I’ve decided to build an interactive AS7341 explorer application using web-based technologies, shifting most of the interactive input and visual output to a web browser. But web-based technologies are not able to communicate directly to an AS7341 via I2C, so I still need something to bridge the hardware to the browser. The answer is a small ESP32 Arduino Core sketch using Adafruit’s AS7341 library on one side and a web server library on the other.

In the interest of starting simple, I used the WebServer library included as part of ESP32 Arduino Core. This is a simple implementation of HTTP server that can only handle a single connection at a time, but its limited features also meant simple code.
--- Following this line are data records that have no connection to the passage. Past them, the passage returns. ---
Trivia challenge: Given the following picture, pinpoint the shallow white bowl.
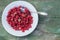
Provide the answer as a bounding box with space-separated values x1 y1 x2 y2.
2 1 38 37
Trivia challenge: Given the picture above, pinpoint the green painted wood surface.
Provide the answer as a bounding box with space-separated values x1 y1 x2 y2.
0 0 60 40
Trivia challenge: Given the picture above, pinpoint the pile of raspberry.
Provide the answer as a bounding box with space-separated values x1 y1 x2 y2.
7 6 33 32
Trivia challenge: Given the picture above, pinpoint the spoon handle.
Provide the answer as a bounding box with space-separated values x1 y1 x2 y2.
32 12 48 16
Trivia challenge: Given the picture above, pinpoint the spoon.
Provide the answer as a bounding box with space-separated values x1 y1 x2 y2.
21 7 48 16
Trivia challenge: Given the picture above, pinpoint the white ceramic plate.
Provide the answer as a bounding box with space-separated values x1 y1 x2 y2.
2 1 38 37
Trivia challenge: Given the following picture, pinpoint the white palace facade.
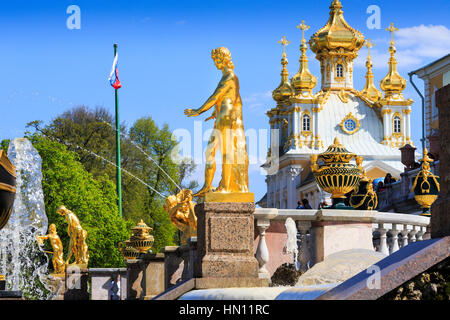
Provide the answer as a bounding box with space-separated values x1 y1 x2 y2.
264 0 413 209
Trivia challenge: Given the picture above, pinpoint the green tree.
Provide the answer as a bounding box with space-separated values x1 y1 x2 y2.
29 134 132 268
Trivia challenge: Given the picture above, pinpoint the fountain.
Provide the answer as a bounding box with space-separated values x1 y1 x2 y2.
0 138 59 300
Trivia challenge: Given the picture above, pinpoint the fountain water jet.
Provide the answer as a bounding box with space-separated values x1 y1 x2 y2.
0 138 60 299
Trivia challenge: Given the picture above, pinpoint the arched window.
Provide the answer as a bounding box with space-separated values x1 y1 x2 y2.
394 116 402 133
336 64 344 78
302 114 311 131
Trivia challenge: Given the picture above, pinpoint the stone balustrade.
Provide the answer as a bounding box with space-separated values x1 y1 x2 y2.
255 208 430 279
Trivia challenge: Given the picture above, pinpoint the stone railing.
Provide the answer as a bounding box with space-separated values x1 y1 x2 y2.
255 208 430 278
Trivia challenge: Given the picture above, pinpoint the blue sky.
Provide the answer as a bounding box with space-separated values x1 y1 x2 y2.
0 0 450 199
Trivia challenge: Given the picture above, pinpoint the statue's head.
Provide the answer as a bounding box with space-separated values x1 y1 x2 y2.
48 223 56 233
56 206 68 216
211 47 234 70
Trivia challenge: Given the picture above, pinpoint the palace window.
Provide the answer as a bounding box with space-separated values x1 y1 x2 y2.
336 64 344 78
302 114 311 131
394 116 402 133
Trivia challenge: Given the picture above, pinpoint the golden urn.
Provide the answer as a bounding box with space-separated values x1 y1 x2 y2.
411 148 440 216
119 219 155 260
311 138 362 210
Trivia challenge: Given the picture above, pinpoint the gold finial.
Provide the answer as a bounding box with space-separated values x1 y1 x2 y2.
291 20 317 98
386 22 399 44
361 38 383 102
380 23 406 100
272 36 294 103
278 36 291 54
297 20 311 43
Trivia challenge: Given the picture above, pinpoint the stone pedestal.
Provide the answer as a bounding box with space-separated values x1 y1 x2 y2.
126 253 165 300
89 268 127 300
163 237 197 290
64 266 89 300
194 199 268 289
311 221 374 264
431 85 450 238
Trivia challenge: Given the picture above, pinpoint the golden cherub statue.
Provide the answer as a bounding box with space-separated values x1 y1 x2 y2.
184 47 249 196
164 189 197 244
57 206 89 268
36 223 66 275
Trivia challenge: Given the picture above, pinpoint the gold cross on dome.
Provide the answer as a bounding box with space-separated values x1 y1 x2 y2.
278 36 291 53
364 38 375 56
386 22 399 42
297 20 310 40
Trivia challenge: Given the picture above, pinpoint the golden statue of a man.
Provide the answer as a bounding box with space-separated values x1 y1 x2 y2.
57 206 89 267
36 224 66 274
184 47 249 196
164 189 197 244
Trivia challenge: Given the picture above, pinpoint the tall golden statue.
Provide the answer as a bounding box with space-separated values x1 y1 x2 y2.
57 206 89 268
36 224 66 275
164 189 197 244
184 47 253 198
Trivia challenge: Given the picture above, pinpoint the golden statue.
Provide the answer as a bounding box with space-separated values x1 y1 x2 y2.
164 189 197 244
184 47 253 202
57 206 89 268
36 224 66 275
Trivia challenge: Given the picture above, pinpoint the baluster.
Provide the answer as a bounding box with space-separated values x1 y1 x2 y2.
408 226 417 243
378 223 389 255
256 219 270 280
297 221 311 272
416 227 424 241
389 223 400 254
400 224 409 248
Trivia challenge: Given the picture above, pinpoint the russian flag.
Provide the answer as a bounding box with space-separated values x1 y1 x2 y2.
108 53 122 90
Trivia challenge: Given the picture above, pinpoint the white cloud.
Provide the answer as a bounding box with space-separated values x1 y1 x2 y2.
355 24 450 69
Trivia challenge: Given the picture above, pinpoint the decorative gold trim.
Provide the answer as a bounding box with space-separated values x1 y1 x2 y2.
0 150 16 178
340 112 361 134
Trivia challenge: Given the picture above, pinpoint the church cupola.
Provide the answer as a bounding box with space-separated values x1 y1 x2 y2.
272 36 294 104
361 39 383 102
291 20 317 98
309 0 364 90
380 23 406 99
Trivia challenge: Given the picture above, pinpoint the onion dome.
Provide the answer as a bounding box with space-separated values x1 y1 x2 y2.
272 36 294 103
291 20 317 94
380 23 406 97
361 39 383 102
309 0 364 58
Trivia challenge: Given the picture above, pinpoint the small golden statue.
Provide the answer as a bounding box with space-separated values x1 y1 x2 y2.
36 224 66 275
184 47 254 202
164 189 197 244
57 206 89 268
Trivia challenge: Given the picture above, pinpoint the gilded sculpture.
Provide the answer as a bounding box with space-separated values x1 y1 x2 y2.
36 224 66 275
57 206 89 268
164 189 197 244
411 148 441 216
184 47 254 202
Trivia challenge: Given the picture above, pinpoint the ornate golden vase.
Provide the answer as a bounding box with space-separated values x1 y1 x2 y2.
0 150 16 230
311 138 362 210
411 148 440 216
119 219 155 260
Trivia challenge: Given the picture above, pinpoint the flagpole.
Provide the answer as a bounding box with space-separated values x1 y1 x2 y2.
114 44 122 218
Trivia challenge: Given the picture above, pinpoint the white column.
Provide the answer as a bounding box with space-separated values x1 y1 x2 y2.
297 221 311 272
256 219 270 280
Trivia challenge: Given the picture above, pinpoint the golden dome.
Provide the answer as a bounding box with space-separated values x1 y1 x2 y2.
272 36 294 103
380 23 406 97
291 20 317 94
309 0 364 58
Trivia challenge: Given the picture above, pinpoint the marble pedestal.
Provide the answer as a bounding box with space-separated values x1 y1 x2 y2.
126 253 165 300
194 202 268 289
64 266 89 300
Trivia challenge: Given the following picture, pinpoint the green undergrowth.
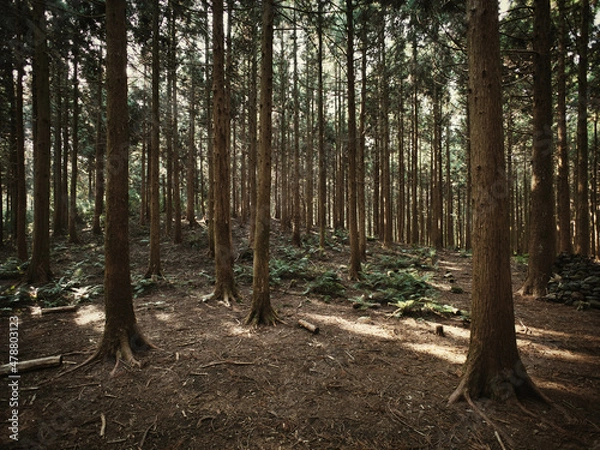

I started with the HelloServer example which does everything I need: parse arguments and send a response. The most informative section is the handler for “HTTP 404 Not Found”, as this is where it prints out all the arguments parsed out of the URI and serves as a handy reference to do the same in my implementation. I wanted to be able to pass in AS7341 parameters “atime” and “astep” to control sensor exposure time, “gain” for sensitivity, and “led_ma” to control brightness of illumination LED. These parameters are passed directly into Adafruit AS7341 API.

My first iteration would turn on LED just for the duration of sensor integration then turn it off. But when I read the sensor continuously in a loop, this would result in an annoying flash between reads. To address this problem, I added a “led_stay_on” parameter to control whether the illumination LED would stay on between reads.

Once sensor integration is complete, I packaged readings for sensors F1-F8, Clear, and NIR into a JSON formatted string and returned it to caller as mime type application/json.

{
  "415nm" : 7,
  "445nm" : 22,
  "480nm" : 31,
  "515nm" : 65,
  "555nm" : 113,
  "590nm" : 175,
  "630nm" : 243,
  "680nm" : 125,
  "clear" : 408,
  "nir" : 28,
  "settings" : {
    "atime" : 10,
    "astep" : 599,
    "gain" : 64,
    "led_ma" : 0
  }
}

In hindsight, using an ESP32 was overkill: an ESP8266 would have been perfectly capable of serving as a HTTP to I2C bridge. But I already had this ESP32 ready to go, so I stayed with it.

If I want capabilities beyond what that simple WebServer library could do, in the future I could swap it out for something more powerful like the ESPAsyncWebServer library. It includes a templating feature so I wouldn’t have to do as much direct string manipulation. It also includes the ArduinoJson library for simpler and more robust JSON formatting instead of the string operations I used. And finally, it includes WebSocket capability which would be very useful if I want to migrate the messy ESP-IDF code I wrote for my ESP32 Sawppy controller.

But for today, simple WebServer should be enough to let get me started on browser side code.